痛み止めを連日飲むことになり、今度は『痛み止め関連頭痛』が心配。

あまりにも痛み止めを頻用すると、そのせいで頭痛が起こるらしい。

これでは本末転倒だ。 

このような場合、痛みをゼロにすることを目標にせず、うまく付き合っていきましょうと説明している。 

僕の外来では、多くの子はこの『片頭痛っぽくない頭痛』に『片頭痛』が重なっている。

両方の要素を持っているのだ。 

ベースに片頭痛以外の頭痛があり、常に少し痛い状態。

活動はできる程度だけど、まあまあ痛い。 

そして月に数回、この上に片頭痛が乗っかる。

その日はすごーく痛い。動けない。 

翌日、片頭痛は治まるが、ベースの頭痛は残っており、痛みはゼロにはならい。  

こんな感じが多い。 

その場合、片頭痛の日は積極的に薬を飲んで、休みましょうと話している。

片頭痛じゃない日は、ある程度は許容するのがよいと思う。  

痛みをゼロにするのは難しい。

許容することが重要。 

このタイプの頭痛は、起立性調節障害とか繊細な性格とかが絡んでくることが多く、「学校ですごーく痛くなったらどうしよう」「明日テストなのに朝から痛かったら困っちゃう」など『今後起きる痛み』を予想し、不安になることがある。 
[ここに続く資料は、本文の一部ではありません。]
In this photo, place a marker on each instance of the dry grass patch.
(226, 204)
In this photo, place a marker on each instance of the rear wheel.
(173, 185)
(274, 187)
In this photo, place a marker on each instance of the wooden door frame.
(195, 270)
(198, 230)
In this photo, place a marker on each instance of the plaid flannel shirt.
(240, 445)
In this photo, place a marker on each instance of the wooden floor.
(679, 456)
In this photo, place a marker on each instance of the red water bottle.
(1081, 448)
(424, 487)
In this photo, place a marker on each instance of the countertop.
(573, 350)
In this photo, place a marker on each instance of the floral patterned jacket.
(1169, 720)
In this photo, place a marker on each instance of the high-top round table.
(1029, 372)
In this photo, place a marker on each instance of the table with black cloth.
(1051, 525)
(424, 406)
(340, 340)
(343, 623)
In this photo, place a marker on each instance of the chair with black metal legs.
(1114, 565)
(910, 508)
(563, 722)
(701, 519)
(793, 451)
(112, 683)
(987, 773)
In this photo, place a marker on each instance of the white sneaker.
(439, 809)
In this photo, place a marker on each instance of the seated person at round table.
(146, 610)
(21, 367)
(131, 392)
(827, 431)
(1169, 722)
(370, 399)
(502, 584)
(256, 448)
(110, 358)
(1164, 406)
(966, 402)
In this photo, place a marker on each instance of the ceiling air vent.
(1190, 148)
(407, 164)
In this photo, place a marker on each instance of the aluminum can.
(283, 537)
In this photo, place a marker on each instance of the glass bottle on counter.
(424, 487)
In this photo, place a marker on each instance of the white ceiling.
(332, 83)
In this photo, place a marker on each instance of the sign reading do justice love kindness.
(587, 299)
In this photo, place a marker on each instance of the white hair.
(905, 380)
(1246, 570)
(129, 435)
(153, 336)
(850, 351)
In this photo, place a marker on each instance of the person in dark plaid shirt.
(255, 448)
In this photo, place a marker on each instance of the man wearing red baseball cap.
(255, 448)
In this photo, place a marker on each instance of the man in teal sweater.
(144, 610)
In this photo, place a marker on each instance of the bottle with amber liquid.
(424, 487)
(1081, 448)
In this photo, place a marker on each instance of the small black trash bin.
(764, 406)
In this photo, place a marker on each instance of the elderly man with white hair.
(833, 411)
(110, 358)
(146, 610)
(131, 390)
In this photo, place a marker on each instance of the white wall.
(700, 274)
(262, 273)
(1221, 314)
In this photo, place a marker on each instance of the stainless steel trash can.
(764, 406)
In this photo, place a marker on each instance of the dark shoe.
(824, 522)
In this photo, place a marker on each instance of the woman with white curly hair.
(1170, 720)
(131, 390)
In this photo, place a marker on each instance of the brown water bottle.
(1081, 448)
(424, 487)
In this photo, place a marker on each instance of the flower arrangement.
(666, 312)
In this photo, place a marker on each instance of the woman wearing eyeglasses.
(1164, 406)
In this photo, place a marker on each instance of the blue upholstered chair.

すると、不安が自律神経を乱し、起立性調節障害を増悪させ、引きずられて頭痛も悪くなるという悪循環。  

今後起こることを予想して不安になることを、『予期不安』と呼ぶ。

これが様々な症状を増悪させる。  

 そうならないように、ある程度の痛みなら許容するのがよいと思う。

ゼロを目指さず、付き合っていくのがよい。 

とりあえず頭のMRIと血液検査をして、異常がないことが確認できたら、あとはそういうものとして受け入れるのがいいだろう。 

どーんと構えた方が、頭痛は楽になっていくようだ。